Delivered by not-for-profit foundation Healthy Heads in Trucks and Sheds (HHTS), the report focuses on areas for improvement across the road transport, warehousing, and logistics industries.
Roughly 97 per cent of truck drivers are men, with an average age of 47. Tight deadlines, irregular shifts and prolonged periods away from family and friends can see some drivers turn to alcohol and drug use.
“Transport, postal and warehouse ranked the lowest out of 19 industries in Australia when it comes to thriving workplaces,” HHTS chief executive officer, Naomi Frauenfelder told the Property Council of Australia.
“In 2019, only one in three workers believed their workplace was taking action to improve mental health and wellbeing.

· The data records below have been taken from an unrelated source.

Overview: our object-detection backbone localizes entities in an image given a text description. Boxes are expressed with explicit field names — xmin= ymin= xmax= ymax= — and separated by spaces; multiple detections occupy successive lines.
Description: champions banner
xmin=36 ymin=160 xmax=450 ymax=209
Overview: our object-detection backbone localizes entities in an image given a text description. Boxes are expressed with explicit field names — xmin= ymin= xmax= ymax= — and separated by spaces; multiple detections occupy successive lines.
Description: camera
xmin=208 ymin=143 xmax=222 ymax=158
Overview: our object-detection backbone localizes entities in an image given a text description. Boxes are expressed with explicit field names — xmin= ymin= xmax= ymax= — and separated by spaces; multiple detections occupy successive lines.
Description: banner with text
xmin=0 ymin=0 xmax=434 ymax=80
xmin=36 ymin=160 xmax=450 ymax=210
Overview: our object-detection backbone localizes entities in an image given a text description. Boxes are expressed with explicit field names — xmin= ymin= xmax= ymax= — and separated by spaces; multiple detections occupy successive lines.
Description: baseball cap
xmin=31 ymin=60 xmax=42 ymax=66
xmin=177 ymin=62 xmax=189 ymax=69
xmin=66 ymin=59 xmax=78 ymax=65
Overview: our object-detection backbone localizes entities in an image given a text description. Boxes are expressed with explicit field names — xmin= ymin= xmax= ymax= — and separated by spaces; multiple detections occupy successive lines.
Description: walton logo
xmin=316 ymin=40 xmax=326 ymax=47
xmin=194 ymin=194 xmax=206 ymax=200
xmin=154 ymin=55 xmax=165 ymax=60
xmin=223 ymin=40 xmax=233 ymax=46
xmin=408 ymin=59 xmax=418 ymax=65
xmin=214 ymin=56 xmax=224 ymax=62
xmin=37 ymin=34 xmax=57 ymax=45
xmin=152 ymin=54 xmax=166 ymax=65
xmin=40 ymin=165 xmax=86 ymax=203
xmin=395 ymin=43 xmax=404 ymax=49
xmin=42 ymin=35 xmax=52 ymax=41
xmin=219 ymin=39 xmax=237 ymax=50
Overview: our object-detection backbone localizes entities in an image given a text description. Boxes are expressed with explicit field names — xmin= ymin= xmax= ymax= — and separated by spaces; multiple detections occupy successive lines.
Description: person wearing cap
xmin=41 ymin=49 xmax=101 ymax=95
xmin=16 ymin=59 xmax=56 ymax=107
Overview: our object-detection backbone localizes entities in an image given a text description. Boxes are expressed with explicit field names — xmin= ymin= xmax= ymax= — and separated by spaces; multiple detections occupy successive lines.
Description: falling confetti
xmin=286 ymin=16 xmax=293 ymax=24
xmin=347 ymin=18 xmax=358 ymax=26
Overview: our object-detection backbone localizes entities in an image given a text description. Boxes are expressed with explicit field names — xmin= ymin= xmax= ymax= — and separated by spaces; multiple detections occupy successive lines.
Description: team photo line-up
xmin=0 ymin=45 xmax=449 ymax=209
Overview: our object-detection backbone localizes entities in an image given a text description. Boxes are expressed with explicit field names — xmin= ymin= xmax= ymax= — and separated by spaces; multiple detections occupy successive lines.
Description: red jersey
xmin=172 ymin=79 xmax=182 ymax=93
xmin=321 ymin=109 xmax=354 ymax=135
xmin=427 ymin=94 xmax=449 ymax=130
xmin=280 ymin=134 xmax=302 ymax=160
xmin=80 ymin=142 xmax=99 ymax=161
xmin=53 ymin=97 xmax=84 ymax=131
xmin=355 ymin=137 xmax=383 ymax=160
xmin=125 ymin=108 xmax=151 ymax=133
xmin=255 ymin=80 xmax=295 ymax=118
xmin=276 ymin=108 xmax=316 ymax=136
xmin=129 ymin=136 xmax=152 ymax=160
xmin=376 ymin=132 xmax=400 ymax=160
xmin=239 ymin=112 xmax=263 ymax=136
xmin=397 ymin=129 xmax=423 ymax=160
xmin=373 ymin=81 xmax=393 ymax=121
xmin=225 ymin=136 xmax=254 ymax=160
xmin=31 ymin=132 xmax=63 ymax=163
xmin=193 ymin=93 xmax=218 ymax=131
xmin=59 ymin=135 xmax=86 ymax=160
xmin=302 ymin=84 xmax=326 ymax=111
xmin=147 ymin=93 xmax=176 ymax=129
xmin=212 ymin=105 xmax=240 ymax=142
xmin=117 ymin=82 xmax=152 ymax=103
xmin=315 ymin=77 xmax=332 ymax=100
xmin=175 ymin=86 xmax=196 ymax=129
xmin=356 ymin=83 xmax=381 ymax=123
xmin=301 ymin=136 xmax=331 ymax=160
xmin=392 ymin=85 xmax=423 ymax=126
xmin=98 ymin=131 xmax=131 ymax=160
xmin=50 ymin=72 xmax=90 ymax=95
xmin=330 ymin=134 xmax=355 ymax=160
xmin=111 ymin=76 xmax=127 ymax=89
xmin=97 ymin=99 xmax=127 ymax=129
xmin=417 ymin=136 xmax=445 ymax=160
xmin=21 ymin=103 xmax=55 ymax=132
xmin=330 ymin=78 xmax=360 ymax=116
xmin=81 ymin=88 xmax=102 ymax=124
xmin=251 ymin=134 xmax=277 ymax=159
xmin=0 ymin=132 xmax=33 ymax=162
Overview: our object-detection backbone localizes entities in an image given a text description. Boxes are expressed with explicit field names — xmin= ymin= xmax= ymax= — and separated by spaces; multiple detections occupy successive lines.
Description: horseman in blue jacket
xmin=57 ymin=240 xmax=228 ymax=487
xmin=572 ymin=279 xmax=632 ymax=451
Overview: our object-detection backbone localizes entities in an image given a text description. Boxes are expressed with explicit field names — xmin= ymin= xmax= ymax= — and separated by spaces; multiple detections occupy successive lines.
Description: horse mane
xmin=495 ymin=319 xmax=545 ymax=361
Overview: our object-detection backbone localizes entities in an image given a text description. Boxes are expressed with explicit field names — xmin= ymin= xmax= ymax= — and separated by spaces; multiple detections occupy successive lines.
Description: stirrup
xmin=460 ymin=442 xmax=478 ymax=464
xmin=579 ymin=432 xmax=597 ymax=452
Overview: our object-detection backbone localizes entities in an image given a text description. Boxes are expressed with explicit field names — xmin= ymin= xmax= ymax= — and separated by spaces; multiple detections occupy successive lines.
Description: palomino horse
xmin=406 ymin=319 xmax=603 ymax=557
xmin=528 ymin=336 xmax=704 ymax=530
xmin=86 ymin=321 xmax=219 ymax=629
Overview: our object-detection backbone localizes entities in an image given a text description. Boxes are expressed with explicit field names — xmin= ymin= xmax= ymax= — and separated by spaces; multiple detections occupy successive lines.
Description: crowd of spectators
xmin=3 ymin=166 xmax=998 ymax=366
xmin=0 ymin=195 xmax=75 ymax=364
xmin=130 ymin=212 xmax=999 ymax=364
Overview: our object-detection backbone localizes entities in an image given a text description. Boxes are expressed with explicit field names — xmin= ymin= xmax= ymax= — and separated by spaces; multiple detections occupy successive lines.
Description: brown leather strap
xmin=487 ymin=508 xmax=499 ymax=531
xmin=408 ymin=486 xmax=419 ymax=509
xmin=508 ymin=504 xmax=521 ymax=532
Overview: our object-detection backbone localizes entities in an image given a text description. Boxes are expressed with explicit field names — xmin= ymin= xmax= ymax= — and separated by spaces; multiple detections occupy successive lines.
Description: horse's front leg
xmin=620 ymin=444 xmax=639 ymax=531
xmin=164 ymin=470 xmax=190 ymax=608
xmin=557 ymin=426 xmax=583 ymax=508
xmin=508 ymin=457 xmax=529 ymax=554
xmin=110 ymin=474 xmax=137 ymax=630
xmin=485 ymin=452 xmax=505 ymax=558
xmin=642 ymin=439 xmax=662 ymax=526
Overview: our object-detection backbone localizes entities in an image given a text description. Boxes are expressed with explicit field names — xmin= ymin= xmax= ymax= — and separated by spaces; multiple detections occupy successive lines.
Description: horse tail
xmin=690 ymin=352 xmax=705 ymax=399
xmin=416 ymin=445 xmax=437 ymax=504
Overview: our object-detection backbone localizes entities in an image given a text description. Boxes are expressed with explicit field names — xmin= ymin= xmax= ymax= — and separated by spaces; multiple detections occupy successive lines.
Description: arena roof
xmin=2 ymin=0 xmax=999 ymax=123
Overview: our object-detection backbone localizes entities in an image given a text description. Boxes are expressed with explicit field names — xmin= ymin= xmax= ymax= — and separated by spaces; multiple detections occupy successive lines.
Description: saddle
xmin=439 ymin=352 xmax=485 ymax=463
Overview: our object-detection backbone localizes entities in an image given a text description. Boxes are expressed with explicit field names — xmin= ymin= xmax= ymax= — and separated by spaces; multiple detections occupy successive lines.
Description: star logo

COVID just added to the stress of crossing borders and meeting different restrictions.”
As the Property Council pointed out, as truck drivers go about their work, they pass through property assets such as warehouses and logistical centres.
The crossover has prompted property group Frasers to partner with the HHTS to support the wellbeing of these employees and help facilitate a healthy work environment for those directly or indirectly employed by the company in the transport, warehousing and logistics supply chain.
“The challenges of those working in transport, freight and logistics industries require a unique approach to ensure we’re supporting workers throughout our supply chains to live happier, healthier lives,” chief executive, Frasers Property Industrial, Reini Otter said.
It’s not just difficult working conditions facing drivers in Australia, but the looming threat their occupation could be one of the first to go in the predicted automation revolution.
According to the 2016 Census, 353,858 people had “driver” in their job title, a profession that has the potential to become much greener with the advent of electric vehicles, but also potentially obsolete as technology forges ahead.
|Machinery Operators and Drivers, nfd||11,814|
|Road and Rail Drivers, nfd||11,261|
|Automobile, Bus and Rail Drivers, nfd||402|
|Bus and Coach Drivers||37,416|
|Train and Tram Drivers||11,321|
Catching up on some role changes from last week, Emma McMahon has taken on the job of head of sustainability at commercial property group, Goodman, having spent close to eight years at real estate services provider, CBRE.
Elsewhere, Margot Black joined Investa as general manager corporate sustainability, having spent the past decade working for a string of major property groups including Stockland, Lend Lease, and most recently, Charter Hall.
In national jobs news, we noted that peak science body, the CSIRO has named their new chief scientist as Professor Bronwyn Fox, the organisation’s fourth female chief scientist and the founding director of Swinburne University’s Manufacturing Futures Research Institute.
Science underpins everything we do in the sustainability field and with a background in materials and engineering we look forward to seeing how Fox will make her mark on this most pressing issue of our time.
“The depth of scientific research at CSIRO and its committed people are a unique and special national treasure and I look forward to taking up the role,” she said.
Our pick of the jobs
The Town of Bassendean in WA is paying good money for an executive manager sustainability and environment to help them transition to become more focussed on “community capacity building, sustainability and the environment, governance and financial management.”
With a salary package of roughly $147,000 inclusive of base salary and cash allowance in lieu of a motor vehicle of $13,000, plus superannuation, there’s little reason not to head west to Perth in time for next summer.
Not much more is said about the mysterious position but those interested are encouraged to give the Town a call to find out more.
Elsewhere, if you fancy the slightly larger side of town and are an environmental manager, you have the opportunity to become employee 88,001 for international waste management giant, Suez.
The role involves ensuring local business units are adhering to their environmental responsibilities in line with company “conditions, commitments and obligations.”
As well as providing advice and support on preventative actions that ensure best practice you will also be required to engage with government regulators to ensure “a positive relationship for Suez.”
If it were us we would choose to go to WA but each to their own.